Gifford (2011:1) describes the philosophy of medicine as a branch of philosophy that “encompasses the topics connected to the philosophy of science that arise in reflection upon medical science and practice.” That is, theorists in the philosophy of medicine are concerned with questions such as, what is health? How should we understand the concept of disease? How should we assess medical evidence? In the Medicine and Health in Africa project, we look at these and other, often overlooked, types of questions in the philosophy of medicine with perspectives, concepts and insights informed by our African context.

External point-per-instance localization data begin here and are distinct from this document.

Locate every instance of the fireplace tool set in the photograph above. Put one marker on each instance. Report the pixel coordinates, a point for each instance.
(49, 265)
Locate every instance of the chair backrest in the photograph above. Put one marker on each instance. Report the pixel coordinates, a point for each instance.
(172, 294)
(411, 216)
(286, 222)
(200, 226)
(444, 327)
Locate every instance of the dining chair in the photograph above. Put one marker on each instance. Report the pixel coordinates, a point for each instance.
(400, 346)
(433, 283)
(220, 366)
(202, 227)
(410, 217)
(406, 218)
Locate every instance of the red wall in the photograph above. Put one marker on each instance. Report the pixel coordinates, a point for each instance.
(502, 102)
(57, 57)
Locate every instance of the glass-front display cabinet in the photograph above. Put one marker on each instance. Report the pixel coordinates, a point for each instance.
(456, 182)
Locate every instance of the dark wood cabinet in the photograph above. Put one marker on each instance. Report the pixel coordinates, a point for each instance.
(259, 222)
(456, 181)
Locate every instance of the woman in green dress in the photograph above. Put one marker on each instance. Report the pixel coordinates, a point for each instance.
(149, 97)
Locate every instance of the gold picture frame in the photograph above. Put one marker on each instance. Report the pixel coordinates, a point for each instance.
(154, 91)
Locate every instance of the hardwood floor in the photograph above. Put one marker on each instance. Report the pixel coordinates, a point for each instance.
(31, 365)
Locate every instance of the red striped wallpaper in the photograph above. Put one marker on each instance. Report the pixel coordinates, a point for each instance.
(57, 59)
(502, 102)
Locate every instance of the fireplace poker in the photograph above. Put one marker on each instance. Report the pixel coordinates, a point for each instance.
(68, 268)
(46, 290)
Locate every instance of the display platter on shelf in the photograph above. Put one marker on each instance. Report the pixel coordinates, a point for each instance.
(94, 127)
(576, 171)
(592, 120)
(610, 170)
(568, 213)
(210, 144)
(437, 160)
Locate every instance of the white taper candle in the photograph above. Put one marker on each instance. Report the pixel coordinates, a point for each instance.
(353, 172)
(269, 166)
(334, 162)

Indigenous Knowledge Systems
PIs: Mongane Serote, Chad Harris

This project concerns developing an IKS Portal. To initiate it, Mongane will embark on verifying and validating what they have called the IKS categories. These are: IKs social issues, institutions, technologies, biodiversity and bioprospecting and lastly, the liberation processes. When Mongane was CEO of Freedom Park, he initiated and commissioned the emergence of an IKS Incubation and Innovation Unit concept which he thinks should be further developed. It is Mongane’s intention to also use that as a reference point.

Rationality and Power
PIs: Chad Harris, Veli Mitova

This project focuses on two bundles of normative issues in epistemology – rationality and epistemic power. The rationality strand of the project compares Scientific rationality with Indigneous Knowledge Systems. In particular, it interrogates the notion that there is an inherent tension between traditional and contemporary African knowledge and the scientific worldview. The epistemic injustice strand of the project aims at connecting the dots of central issues in three current debates in epistemology – responsibility, ignorance, and epistemic injustice.